-- Posted Monday, 4 August 2008 | Digg This Article
| Source: GoldSeek.com
The Morning Gold Report by Peter A. Grant
Aug 04 a.m. (USAGOLD) -- Gold has adopted a consolidative tone after trading in a rather choppy manner last week as the market keyed on mixed employment data. This week, focus will be on the central banks and interest rates.The Fed will announce the target for Fed funds on Tuesday. The market is widely expecting the FOMC to leave rates unchanged at 2.0%. With seven consecutive months of job losses and the unemployment rate at 5.7%, there is little chance of a rate hike before Dec. If the economy continues to slow and employment trends remain weak, the Fed is likely to forestall the launch of any tightening campaign into Q1-09.
Of course this does not bode well for inflation. CPI surged 1.1% in Jun, the biggest monthly jump since 1982. The government's measure of inflation is now more than 5% year-on-year, although in reality, inflation is probably more than twice that figure. July CPI comes out late next week and another, albeit more modest, increase is anticipated.
While the Fed will undoubtedly continue to voice their concern about price risks, emphasis will remain on growth and employment risks ahead of the November election. Advance Q2 GDP last week showed that economic growth remains rather anemic at just 1.9% y/y. While a recession has yet to be confirmed, the risk remains considerable. Certainly the employment trend is recessionary.
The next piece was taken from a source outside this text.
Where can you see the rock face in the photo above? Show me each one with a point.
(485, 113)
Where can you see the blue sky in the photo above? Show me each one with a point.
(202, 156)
The recent extension and expansion of the Fed's liquidity schemes is further evidence that a rate hike is likely to happen later rather than sooner. Pumping liquidity into the banking system and raising rates simply doesn't make much sense. The fact that the Fed feels the need to continue injecting liquidity is worthy of note, suggesting that the credit/liquidity crisis is probably far from over.
The market will be eying the Fed's policy statement very closely tomorrow for any heightened concern about inflation. However, you may recall that price risks prompted Fed Chairman Bernanke to take a very hawkish tone in June. The dollar surged on expectations of a rate hike this summer, which subsequently fizzled. I expect the Fed to continue attempting to inflate their way out of this potential recession.
The BoE and the ECB will make their decisions on rates this week as well. Despite the fact that inflation remains well above comfort zones, slowing economic growth is likely to lead both banks to hold steady on rates at 5.0% and 4.25% respectively.
In the UK, indications that growth is slowing rapidly make any tightening move by the BoE unlikely. However, CPI is expected to remain above 4.0% for the remainder of the year and there are persistent risks of a jump in inflation expectations. Consequently, the BoE will have a hard time justifying an easier monetary policy.
The UK is also considering a sizable rescue of the housing industry that will include pumping billions of pounds into the mortgage markets. as previously stated: Raising rates while adding liquidity is rather counterproductive.
Eurozone PPI for Jun came out this morning at +0.9%, pushing the year-on-year rate to a new record of 8.0%. With HICP presently more than twice the ECB's comfort level of 2.0%, one might expect the tone of the press conference on Thursday to remain rather hawkish.
The recent softening of oil prices may give the ECB a little bit of breathing room, allowing them to hold steady this time around. However, pass-through effects of previous jumps in energy and food prices continue to drive prices higher. I'm guessing that the ECB will ultimately hike rates again, before the Fed gets around to their first rate hike.
The prospect of a continued widening of interest rate differentials should weigh on the dollar. Recent upticks in the greenback have failed to gain any traction. The dollar index rebounded a mere 4.4% off its all-time low in June, following very hawkish comments from Fed Chairman Bernanke. Since then, the dollar has been languishing in a narrow range. Forecasts that suggest the dollar has bottomed seem extremely premature.
If the dollar resumes its long-term downtrend, we would expect gold to reestablish its long-term uptrend. A short-term close back above the 50 and 100-day moving averages at 911.00/913.80 would likely trigger additional retracement into the 930/950 zone. Penetration of the latter would put the mid-Jul high at 988.00 back in play. Above that, scope would be for renewed probes above $1,000.
Gold Market Movers:
US factory orders for Jun surged 1.7%, well above market expectations, versus +0.9% in May.
US personal income for Jun +0.1%, above expectations. PCE +0.6%. Core prices +2.3% y/y.
Eurozone PPI for Jun +0.9% m/m, 8.0% y/y a new record.